Evaluate $\int_{0}^{1} \log^2\left(\frac{\Gamma(x)}{\Gamma(1-x)}\right)\log^2\left(\frac{\Gamma(x)}{\Gamma(1+x)}\right) dx$

Question

Evaluate :

$$\int_{0}^{1} \log^2\left(\frac{\Gamma(x)}{\Gamma(1-x)}\right)\log^2\left(\frac{\Gamma(x)}{\Gamma(1+x)}\right) dx$$

This is my attempt in below ... but what I want is simplify more to answer....thanks.

My own attempt:

Answer 1

I really do not see how you could simplify the monster. I really wonder if a closed form expression could exist. I would try numerical integration.

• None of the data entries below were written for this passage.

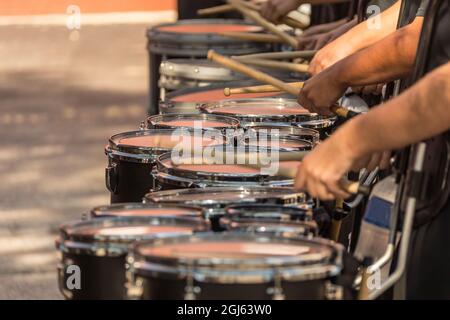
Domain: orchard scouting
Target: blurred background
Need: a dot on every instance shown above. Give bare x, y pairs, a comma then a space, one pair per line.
72, 73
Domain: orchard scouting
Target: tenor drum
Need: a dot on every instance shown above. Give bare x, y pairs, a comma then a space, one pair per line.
136, 209
169, 175
193, 39
279, 220
214, 200
284, 129
194, 121
323, 125
235, 265
263, 110
263, 140
132, 155
98, 247
177, 74
189, 99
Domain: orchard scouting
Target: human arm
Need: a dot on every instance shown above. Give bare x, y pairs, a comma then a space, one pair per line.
419, 113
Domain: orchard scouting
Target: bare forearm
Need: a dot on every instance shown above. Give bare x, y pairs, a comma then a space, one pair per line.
364, 34
389, 59
417, 114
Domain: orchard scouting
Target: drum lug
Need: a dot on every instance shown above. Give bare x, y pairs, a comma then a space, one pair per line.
277, 290
134, 285
333, 291
111, 177
191, 291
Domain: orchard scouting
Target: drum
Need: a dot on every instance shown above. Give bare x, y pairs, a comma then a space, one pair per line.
132, 155
262, 110
98, 247
214, 199
263, 140
279, 220
283, 129
177, 74
189, 99
136, 209
324, 126
194, 121
235, 266
193, 39
169, 175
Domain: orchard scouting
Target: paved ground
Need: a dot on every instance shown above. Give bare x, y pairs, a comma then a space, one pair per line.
60, 100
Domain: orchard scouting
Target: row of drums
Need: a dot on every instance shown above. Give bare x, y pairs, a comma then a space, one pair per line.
177, 230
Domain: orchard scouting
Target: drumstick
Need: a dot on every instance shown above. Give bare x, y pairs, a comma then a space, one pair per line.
253, 15
278, 65
257, 89
263, 77
278, 55
245, 159
249, 36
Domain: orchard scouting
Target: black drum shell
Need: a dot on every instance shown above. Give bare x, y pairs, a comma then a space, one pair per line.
102, 277
166, 45
132, 180
174, 289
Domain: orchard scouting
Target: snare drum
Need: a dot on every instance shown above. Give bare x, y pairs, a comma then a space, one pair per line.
177, 74
283, 129
262, 140
169, 175
193, 39
262, 110
323, 125
194, 121
214, 200
136, 209
279, 220
132, 155
188, 100
98, 247
235, 265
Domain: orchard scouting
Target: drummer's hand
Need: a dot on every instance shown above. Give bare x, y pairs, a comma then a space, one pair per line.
327, 56
321, 92
321, 170
375, 89
275, 10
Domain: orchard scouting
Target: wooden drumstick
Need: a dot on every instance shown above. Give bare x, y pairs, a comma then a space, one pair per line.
305, 54
253, 15
263, 77
251, 72
252, 160
249, 36
278, 65
257, 89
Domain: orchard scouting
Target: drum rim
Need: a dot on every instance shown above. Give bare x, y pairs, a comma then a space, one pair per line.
191, 69
153, 121
202, 176
208, 107
282, 137
223, 270
155, 30
102, 211
146, 154
294, 130
116, 245
290, 195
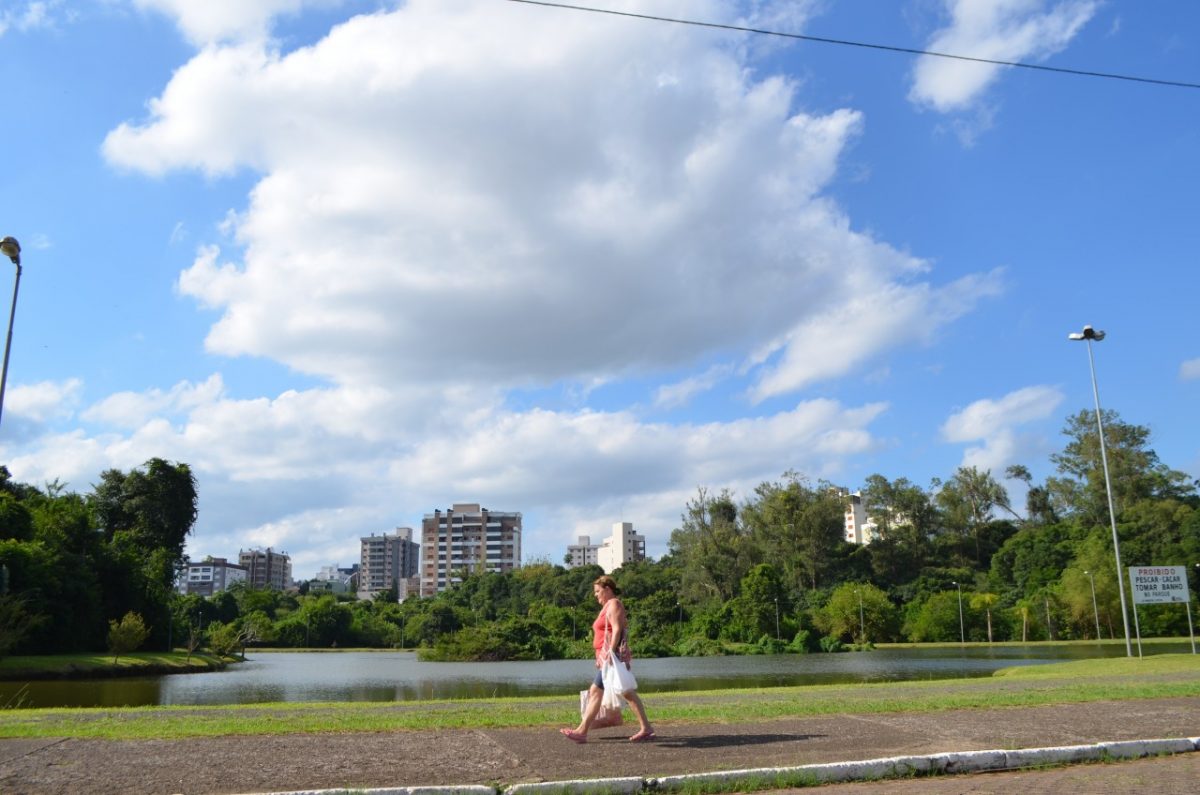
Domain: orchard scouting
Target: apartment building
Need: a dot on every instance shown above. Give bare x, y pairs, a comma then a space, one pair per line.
387, 562
466, 539
267, 568
582, 554
859, 527
210, 575
624, 545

We can get an approximate solution using the following series expansions at $x=0$. $$\log (\Gamma (x))=-\log (x)-\gamma x+\frac{\pi ^2 x^2}{12}+\frac{x^3 \psi ^{(2)}(1)}{6}+\frac{\pi ^4 x^4}{360}+O\left(x^5\right)$$ $$\log (\Gamma (1-x))=\gamma x+\frac{\pi ^2 x^2}{12}-\frac{x^3 \psi ^{(2)}(1)}{6}+\frac{\pi ^4 x^4}{360}+O\left(x^5\right)$$ $$\log (\Gamma (1+x))=-\gamma x+\frac{\pi ^2 x^2}{12}+\frac{x^3 \psi ^{(2)}(1)}{6}+\frac{\pi ^4 x^4}{360}+O\left(x^5\right)$$ which would make the integrand to be $$\log ^4(x)+4 \gamma x \log ^3(x)+4 \gamma ^2 x^2 \log ^2(x)-\frac{2}{3} x^3 \left(\psi ^{(2)}(1) \log ^3(x)\right)-\frac{4}{3} x^4 \left(\gamma \psi ^{(2)}(1) \log ^2(x)\right)+O\left(x^5\right)$$ and the antiderivative $$x \left(\log ^4(x)-4 \log ^3(x)+12 \log ^2(x)-24 \log (x)+24\right)+\frac{1}{2} \gamma x^2 \left(4 \log ^3(x)-6 \log ^2(x)+6 \log (x)-3\right)+\frac{4}{27} \gamma ^2 x^3 \left(9 \log ^2(x)-6 \log (x)+2\right)+\frac{1}{192} x^4 \psi ^{(2)}(1) \left(-32 \log ^3(x)+24 \log ^2(x)-12 \log (x)+3\right)-\frac{4}{375} x^5 \left(\gamma \psi ^{(2)}(1) \left(25 \log ^2(x)-10 \log (x)+2\right)\right)+O\left(x^6\right)$$ Then, for the definite integral $$\gamma \left(\frac{16 \zeta (3)}{375}-\frac{3}{2}\right)-\frac{\zeta (3)}{32}+24+\frac{8 \gamma ^2}{27}\approx 23.2249$$ while the numerical integration leads to $23.2372$ that is to say in error by $0.05$%.